Series: Beautiful #1
Published by Atria Books on August 14th 2012
Genres: Contemporary, Romance
Buy: Amazon, B&N, Book Depository, Chapters !ndigo
The new Abby Abernathy is a good girl. She doesn’t drink or swear, and she has the appropriate number of cardigans in her wardrobe. Abby believes she has enough distance from the darkness of her past, but when she arrives at college with her best friend, her path to a new beginning is quickly challenged by Eastern University's Walking One-Night Stand.
Travis Maddox, lean, cut, and covered in tattoos, is exactly what Abby needs—and wants—to avoid. He spends his nights winning money in a floating fight ring, and his days as the ultimate college campus charmer. Intrigued by Abby’s resistance to his appeal, Travis tricks her into his daily life with a simple bet. If he loses, he must remain abstinent for a month. If Abby loses, she must live in Travis’s apartment for the same amount of time. Either way, Travis has no idea that he has met his match.

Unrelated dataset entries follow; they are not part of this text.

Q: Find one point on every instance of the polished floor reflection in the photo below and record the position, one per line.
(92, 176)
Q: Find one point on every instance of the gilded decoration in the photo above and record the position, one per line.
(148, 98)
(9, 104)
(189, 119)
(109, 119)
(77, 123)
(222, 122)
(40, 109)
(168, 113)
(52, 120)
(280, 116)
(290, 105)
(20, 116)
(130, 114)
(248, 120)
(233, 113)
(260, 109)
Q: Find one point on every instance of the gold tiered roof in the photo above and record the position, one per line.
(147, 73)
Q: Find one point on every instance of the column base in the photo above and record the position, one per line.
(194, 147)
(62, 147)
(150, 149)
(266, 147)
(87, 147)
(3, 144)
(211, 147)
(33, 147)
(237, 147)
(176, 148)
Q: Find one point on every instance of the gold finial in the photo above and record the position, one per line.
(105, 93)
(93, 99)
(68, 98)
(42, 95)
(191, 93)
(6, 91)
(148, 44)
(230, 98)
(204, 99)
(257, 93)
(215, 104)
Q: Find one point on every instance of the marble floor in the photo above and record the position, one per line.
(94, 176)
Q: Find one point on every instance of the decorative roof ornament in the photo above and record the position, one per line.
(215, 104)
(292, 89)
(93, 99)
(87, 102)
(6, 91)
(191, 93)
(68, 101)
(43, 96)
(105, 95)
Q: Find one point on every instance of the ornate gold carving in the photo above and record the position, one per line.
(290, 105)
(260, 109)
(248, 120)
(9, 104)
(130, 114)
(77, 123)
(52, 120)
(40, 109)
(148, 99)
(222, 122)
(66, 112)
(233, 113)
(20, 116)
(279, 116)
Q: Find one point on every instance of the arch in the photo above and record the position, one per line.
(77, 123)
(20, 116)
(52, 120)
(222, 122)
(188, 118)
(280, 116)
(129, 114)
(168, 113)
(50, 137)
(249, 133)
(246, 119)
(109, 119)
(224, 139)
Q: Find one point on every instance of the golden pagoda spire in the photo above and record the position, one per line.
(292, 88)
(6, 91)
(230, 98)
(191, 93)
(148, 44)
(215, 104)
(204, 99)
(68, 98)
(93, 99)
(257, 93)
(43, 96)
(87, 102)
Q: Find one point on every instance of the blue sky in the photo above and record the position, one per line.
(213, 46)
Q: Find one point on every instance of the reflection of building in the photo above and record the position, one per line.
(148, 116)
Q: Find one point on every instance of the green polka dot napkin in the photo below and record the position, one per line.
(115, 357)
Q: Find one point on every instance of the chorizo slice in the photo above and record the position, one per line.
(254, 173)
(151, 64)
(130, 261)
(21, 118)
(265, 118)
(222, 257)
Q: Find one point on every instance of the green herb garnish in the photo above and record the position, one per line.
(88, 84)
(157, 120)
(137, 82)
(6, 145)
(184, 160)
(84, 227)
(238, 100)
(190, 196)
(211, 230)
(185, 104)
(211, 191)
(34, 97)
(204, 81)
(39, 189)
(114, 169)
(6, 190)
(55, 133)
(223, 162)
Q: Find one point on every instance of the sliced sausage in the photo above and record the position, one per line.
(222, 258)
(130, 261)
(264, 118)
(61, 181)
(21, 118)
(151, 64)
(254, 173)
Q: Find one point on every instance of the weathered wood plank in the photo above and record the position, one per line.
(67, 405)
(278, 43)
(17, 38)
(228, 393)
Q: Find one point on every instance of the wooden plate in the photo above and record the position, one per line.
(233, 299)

If I could, I would’ve given this a rating of 1.5, but, even then, I’d still wonder if that’s too generous.
I can certainly understand the appeal. There’s the whole man-slut bad boy who is finally reformed by the good girl with bad past. That, however, doesn’t detract from some aspects of the book that seem inherently wrong.
Travis is made to portray that super strong, super smart playboy. His relationship with Abby just brings out the abuser/ stalker in him. There’s nothing that can make his insane jealousy okay. Lurking beneath the surface is the fact that one day it won’t just be the other guys getting hit, but Abby herself.
Abby isn’t exactly little-miss-innocent either. She’s an irrational teenager who knows the inherent wrongness of her relationship, but goes back to him anyway.
Ms. McGuire knows the relationship isn’t healthy. There are plenty of refenences made by other characters in addition to Abby.
Yet, that isn’t enough to make this unhealthy relationship end.
The characters in the story all felt so contrived and one dimensional. They’re thrown in to fit what the author wants to see play out between Abby and Travis. But they aren’t made to feel like real people.
This isn’t a book I can recommend in good conscience. If you’re looking for a bad boy reformation romance, read Midnight Bayou by Nora Roberts. Classic.